In this blog series I’ll take you, the reader, on a journey through the world of validation. Validation is something that is present in all software, but especially so in business software. Business software always has external dependencies, which cannot be trusted to deliver proper data.

I’ll investigate systems to check for the validness of data of differing degrees of sophistication and effectiveness and how we can use them. I will also try to keep the level of sophistication growing in all the parts of the series.

This is part 1 of the series, you can find the other parts here:

The model

Our model will be a very simple one, but it must be complex enough to illustrate some key properties of the more advanced systems. We’ll use a simplified structure of an invoice, with invoice lines, totals, billing address. We need to define the following four classes:

public class Invoice {
    public Customer Debtor {get;set;}
    public DateTime Date {get;set;}
    public Address BillingAddress {get;set;}
    public decimal TotalAmount {get;set;}
    public List<InvoiceLine> Lines {get;set;}
}
public class Customer {
    public string FirstName {get;set;}
    public string LastName {get;set;}
}
public class Address {
    public string Street {get;set;}
    public string HouseNumber {get;set;}
    public string City {get;set;}
    public string Country {get;set;}
}
public class InvoiceLine {
    public string Description {get;set;}
    public decimal Price {get;set;}
}

In this case the Invoice class is the aggregate root for the rest of the data and we need to be able to validate it as a whole. To validate it as a whole we need to be able to validate its properties.
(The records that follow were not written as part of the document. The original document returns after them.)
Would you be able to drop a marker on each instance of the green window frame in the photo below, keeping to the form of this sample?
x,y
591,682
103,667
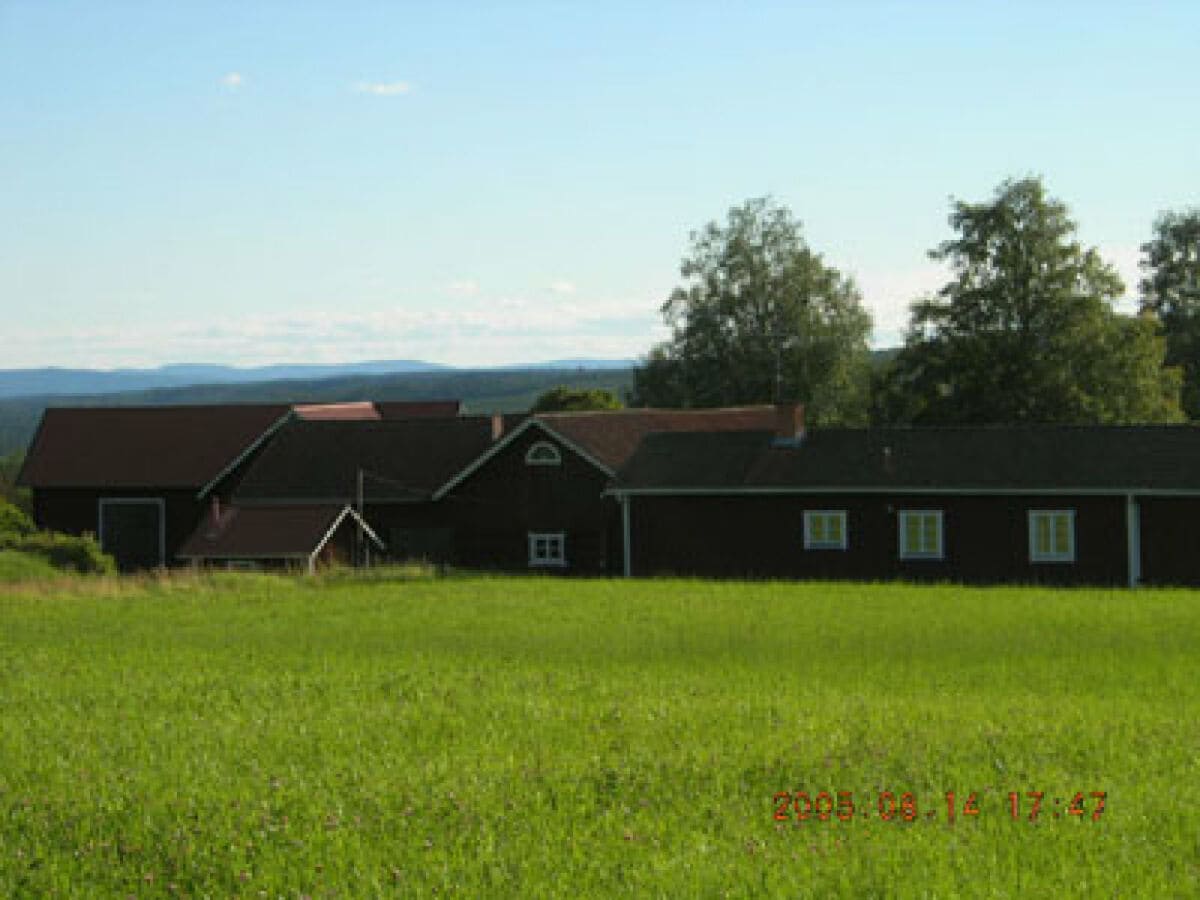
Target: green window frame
x,y
1051,535
921,534
825,529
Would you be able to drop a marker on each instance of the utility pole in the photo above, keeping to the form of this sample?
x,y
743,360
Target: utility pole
x,y
363,547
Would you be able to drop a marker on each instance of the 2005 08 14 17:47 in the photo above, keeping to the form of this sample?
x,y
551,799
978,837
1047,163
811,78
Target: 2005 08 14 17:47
x,y
802,807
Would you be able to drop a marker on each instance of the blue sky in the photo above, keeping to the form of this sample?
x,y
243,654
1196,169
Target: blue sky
x,y
492,183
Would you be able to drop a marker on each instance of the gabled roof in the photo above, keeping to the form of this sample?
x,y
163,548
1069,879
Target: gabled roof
x,y
269,532
184,447
1056,459
402,460
609,438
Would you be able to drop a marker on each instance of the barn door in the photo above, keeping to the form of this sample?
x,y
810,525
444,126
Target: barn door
x,y
132,532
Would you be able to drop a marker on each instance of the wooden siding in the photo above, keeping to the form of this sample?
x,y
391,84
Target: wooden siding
x,y
77,511
985,538
1170,540
496,508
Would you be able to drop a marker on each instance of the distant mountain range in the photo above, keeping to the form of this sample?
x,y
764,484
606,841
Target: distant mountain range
x,y
58,382
495,390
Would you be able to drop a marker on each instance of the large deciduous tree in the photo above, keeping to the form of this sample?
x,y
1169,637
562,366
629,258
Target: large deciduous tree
x,y
1171,292
760,318
1025,330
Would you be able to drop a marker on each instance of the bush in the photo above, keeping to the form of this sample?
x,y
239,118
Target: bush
x,y
64,551
13,521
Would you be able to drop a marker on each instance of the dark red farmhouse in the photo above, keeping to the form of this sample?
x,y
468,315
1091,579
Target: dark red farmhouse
x,y
1062,504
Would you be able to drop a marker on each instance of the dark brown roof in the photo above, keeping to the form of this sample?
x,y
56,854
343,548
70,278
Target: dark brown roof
x,y
419,408
1030,457
143,447
612,437
263,532
402,460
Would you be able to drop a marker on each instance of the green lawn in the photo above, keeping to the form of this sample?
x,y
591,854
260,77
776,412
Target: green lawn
x,y
16,567
520,737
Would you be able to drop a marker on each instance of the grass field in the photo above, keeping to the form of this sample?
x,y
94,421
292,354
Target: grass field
x,y
520,737
17,567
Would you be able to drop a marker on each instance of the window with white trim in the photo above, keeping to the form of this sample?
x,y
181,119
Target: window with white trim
x,y
921,534
825,529
543,454
1051,535
547,549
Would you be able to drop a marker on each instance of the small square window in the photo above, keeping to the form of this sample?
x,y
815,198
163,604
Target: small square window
x,y
921,534
1051,535
825,529
547,549
543,454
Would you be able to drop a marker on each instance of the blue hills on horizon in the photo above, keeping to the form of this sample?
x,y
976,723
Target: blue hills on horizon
x,y
53,381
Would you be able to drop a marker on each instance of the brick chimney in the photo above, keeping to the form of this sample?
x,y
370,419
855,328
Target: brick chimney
x,y
789,423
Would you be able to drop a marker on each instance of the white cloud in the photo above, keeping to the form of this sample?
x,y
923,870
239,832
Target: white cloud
x,y
383,89
480,331
887,295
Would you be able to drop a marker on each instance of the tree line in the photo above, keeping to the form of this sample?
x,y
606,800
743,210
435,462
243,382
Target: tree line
x,y
1025,330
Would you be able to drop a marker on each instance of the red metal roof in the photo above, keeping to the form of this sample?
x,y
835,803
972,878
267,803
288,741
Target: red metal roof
x,y
363,411
143,447
612,437
262,532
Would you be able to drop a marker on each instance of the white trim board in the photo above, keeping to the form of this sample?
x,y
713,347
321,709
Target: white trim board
x,y
499,445
253,445
904,491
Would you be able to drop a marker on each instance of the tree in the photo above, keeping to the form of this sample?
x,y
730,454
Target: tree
x,y
10,467
760,318
1171,292
1025,330
573,400
13,521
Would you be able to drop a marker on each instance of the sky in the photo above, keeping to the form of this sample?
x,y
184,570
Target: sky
x,y
495,183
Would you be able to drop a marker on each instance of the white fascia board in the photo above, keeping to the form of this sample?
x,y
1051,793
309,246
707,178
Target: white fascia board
x,y
499,445
888,490
253,445
243,556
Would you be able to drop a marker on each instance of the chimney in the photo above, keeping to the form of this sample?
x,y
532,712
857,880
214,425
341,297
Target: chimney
x,y
789,423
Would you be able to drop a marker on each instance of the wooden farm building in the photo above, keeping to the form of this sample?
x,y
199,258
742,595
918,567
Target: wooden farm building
x,y
744,492
1061,504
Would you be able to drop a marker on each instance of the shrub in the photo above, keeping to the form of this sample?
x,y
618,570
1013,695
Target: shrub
x,y
13,521
64,551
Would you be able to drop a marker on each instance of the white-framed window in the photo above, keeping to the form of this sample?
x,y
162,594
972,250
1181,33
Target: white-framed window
x,y
543,454
921,534
547,549
825,529
1051,535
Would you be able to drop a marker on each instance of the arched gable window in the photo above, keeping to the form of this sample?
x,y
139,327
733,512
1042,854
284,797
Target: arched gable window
x,y
543,454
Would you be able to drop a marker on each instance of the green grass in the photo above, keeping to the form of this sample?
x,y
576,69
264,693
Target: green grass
x,y
24,567
520,737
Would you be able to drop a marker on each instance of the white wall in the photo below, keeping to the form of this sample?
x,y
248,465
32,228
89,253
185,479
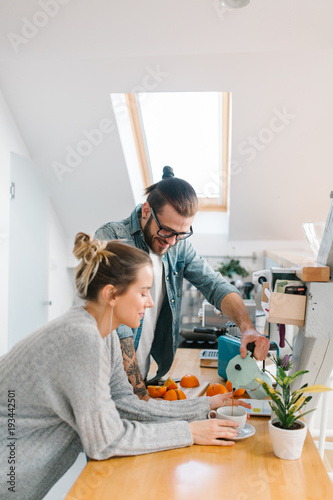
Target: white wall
x,y
61,289
10,141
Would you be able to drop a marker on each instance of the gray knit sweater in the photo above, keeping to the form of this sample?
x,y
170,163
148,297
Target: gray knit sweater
x,y
70,393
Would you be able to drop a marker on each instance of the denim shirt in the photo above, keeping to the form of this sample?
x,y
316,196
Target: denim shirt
x,y
181,261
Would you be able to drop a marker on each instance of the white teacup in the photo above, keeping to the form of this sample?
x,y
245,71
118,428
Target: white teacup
x,y
236,413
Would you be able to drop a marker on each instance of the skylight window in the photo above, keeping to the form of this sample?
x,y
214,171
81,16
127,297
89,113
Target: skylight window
x,y
188,131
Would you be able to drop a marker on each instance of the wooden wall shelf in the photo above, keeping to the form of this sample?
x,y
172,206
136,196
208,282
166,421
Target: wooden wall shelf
x,y
305,267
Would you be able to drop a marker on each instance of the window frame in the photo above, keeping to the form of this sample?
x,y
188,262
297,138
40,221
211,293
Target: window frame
x,y
205,204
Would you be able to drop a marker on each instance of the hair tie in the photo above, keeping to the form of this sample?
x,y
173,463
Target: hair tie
x,y
167,172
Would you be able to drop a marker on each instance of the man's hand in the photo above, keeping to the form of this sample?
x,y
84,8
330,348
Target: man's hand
x,y
233,306
132,368
261,344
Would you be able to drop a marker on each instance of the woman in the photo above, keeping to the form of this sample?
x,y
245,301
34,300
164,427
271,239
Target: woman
x,y
68,388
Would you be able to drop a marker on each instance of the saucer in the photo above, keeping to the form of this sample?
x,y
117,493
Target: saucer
x,y
247,431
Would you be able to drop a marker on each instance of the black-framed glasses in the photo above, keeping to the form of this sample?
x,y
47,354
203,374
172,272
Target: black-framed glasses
x,y
168,233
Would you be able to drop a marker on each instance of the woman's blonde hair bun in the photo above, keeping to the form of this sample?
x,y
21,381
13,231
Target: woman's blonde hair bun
x,y
102,263
91,252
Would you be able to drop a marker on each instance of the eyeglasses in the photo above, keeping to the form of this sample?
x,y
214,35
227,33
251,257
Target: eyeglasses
x,y
168,233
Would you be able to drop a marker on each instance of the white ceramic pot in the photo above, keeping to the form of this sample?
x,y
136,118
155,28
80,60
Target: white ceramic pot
x,y
287,444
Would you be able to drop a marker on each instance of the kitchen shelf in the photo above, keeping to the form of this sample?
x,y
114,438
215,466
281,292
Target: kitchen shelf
x,y
306,268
When the property is a primitive datatype we can implement a rule, or when it is another class, we can delegate validation to the class.

Validation

These days it is very fashionable to do declarative programming, and while I think this is a great idea, there are many ways of doing it. Some better than others of course.
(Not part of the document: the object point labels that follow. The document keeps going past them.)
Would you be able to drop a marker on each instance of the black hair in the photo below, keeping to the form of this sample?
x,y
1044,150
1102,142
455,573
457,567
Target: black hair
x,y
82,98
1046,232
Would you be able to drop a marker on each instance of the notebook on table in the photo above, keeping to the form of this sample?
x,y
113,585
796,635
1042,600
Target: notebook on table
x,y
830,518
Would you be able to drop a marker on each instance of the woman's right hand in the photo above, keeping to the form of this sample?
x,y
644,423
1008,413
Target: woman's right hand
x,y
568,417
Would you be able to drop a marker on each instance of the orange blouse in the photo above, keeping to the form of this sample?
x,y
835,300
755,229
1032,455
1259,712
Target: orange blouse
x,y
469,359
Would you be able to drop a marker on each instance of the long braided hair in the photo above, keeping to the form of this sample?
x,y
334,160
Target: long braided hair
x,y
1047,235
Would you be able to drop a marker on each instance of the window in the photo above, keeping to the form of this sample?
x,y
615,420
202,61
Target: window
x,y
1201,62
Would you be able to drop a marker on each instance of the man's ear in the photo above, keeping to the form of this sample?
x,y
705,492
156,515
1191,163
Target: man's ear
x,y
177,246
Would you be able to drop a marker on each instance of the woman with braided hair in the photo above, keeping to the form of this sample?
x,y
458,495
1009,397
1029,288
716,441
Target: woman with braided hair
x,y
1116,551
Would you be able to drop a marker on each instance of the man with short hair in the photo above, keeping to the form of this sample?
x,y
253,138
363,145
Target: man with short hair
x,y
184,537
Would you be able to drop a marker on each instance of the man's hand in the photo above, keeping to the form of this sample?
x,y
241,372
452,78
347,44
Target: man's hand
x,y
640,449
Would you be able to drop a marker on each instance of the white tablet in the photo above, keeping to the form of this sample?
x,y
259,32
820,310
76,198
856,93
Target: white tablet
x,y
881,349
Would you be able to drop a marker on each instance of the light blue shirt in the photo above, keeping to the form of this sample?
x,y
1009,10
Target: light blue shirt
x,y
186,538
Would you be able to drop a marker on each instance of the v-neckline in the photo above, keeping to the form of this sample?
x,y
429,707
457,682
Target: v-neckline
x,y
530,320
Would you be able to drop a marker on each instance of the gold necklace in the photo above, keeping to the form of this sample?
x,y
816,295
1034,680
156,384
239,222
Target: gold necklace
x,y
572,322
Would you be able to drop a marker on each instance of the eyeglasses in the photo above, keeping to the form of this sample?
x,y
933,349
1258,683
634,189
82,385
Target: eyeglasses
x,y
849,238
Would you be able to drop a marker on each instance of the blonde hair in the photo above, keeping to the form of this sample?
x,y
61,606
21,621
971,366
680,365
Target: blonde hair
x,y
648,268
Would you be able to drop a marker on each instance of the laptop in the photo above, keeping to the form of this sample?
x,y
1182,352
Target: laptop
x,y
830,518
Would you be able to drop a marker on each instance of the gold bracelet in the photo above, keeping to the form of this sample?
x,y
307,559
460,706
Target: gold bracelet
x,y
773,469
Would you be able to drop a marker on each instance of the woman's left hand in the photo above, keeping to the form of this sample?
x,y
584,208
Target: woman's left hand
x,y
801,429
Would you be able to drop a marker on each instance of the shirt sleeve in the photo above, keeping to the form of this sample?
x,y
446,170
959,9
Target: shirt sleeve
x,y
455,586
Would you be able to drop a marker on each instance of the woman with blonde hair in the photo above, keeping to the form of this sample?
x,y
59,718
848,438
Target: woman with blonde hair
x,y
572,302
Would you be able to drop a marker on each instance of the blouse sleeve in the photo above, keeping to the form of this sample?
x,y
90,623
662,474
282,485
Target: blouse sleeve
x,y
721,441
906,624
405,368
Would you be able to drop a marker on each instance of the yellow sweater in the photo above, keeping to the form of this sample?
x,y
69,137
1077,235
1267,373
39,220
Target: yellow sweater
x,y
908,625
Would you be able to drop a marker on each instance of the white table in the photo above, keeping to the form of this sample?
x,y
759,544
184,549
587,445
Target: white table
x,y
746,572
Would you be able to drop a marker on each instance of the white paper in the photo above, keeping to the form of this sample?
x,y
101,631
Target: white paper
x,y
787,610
A declarative take on validation is to introduce attributes that specify the conditions that must be met for properties. For instance, let’s say the first and last names of our customer are mandatory, we might do something like this:

public class Customer {
    [Required]
    public string FirstName {get;set;}
    [Required]
    public string LastName {get;set;}
}

We then need to implement a bunch of attributes to take care of all the types of validations that we need. Let’s simplify for the sake of argument and ignore the existence of credit invoices: our total amount should then be at least 0, and we would need a kind of bounds checking argument:

public class Invoice {
    public Customer Debtor {get;set;}
    [Required]
    public DateTime Date {get;set;}
    public Address BillingAddress {get;set;}
    [Required]
    [Bounds(Min = 0m)]
    public decimal TotalAmount {get;set;}
    public List<InvoiceLine> Lines {get;set;}
}

Next to all these attributes there would be a need for some class to reflect on these attributes, check if the properties meet the specified requirements and return the result of the checks to the caller. Something like this:

public static class Validator {
    public static bool Validate<T>(T item);
}

I personally don’t think it is a good idea to have too many ‘static state’, as they are just another name for ‘global variables’ (and that goes for singleton-scoped DI registrations as well). Just for the sake of simplifying the code in these articles, I’m going with this design for now.
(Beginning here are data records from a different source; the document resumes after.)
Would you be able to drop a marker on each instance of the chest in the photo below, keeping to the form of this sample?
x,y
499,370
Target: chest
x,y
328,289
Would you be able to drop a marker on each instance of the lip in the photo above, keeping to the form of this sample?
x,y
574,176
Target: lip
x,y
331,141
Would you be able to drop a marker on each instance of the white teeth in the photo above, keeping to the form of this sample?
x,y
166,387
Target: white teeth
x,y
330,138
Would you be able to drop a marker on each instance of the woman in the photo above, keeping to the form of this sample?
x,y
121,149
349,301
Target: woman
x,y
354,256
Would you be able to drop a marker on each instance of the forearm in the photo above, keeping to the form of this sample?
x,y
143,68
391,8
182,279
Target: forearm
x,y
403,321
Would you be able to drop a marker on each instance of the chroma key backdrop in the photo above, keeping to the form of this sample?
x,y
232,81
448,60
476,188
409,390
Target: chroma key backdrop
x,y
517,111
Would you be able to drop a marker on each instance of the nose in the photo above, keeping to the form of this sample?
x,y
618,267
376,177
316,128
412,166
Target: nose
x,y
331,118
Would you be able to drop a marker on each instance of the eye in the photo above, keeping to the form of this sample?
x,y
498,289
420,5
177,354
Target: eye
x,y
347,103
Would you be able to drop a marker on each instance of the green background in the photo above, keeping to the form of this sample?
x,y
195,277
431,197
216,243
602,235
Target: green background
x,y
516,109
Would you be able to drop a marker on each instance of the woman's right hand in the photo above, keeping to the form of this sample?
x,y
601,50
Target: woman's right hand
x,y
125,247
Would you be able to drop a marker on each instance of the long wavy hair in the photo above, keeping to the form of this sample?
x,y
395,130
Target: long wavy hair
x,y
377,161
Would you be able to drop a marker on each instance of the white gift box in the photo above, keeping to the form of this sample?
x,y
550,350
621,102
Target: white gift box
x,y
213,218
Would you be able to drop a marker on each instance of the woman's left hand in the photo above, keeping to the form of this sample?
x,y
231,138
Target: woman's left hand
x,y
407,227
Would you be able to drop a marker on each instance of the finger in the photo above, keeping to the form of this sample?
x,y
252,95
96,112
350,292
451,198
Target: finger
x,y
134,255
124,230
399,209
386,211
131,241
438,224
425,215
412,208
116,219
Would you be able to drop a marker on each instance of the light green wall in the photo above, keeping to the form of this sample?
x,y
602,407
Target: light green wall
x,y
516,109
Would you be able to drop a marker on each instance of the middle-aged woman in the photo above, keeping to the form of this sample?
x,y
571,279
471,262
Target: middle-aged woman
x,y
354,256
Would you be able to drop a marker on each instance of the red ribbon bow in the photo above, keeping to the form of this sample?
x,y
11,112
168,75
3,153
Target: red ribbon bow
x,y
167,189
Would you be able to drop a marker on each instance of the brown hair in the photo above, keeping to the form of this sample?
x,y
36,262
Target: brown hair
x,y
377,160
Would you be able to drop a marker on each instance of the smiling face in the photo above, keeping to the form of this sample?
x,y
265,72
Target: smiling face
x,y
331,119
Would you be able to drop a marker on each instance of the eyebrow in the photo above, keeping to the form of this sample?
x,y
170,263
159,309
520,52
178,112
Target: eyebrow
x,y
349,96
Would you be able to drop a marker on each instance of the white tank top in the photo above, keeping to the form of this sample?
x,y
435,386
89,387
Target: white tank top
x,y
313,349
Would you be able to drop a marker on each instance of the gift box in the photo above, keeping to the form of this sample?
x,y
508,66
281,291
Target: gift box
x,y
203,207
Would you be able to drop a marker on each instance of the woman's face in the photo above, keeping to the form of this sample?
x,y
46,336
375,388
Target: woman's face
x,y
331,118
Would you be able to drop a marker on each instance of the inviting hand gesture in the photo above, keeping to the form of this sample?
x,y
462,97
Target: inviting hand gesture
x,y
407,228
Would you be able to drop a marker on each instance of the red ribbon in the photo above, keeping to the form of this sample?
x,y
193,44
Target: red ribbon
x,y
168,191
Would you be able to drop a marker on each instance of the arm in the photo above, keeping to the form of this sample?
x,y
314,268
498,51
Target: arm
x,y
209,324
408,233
How should this class determine which properties to validate recursively? A number of conventions can be thought of, but the most straightforward way is to use an attribute:

public class Invoice {
    [ValidateChildren]
    public Customer Debtor {get;set;}
    [Required]
    public DateTime Date {get;set;}
    [ValidateChildren]
    public Address BillingAddress {get;set;}
    [Required]
    [Bounds(Min = 0m)]
    public decimal TotalAmount {get;set;}
    [ValidateChildren]
    public List<InvoiceLine> Lines {get;set;}
}

Some validation requirements however, are not easily implemented in this way. For instance, we would like the TotalAmount property to be the sum of all the invoice lines. In this model we would have to have an attribute on the class level (Invoice), to get all the necessary details in scope. The next question is how do we express this requirement in an attribute? We are forced to either:

  • Implement a specific attribute for Invoice. This is not a desirable option because attributes are designed for reuse.
  • Implement some expression language so a string specifying the constraint can be passed to some generic attribute. This is also not a desirable option because this string is not type-checked and therefore error-prone.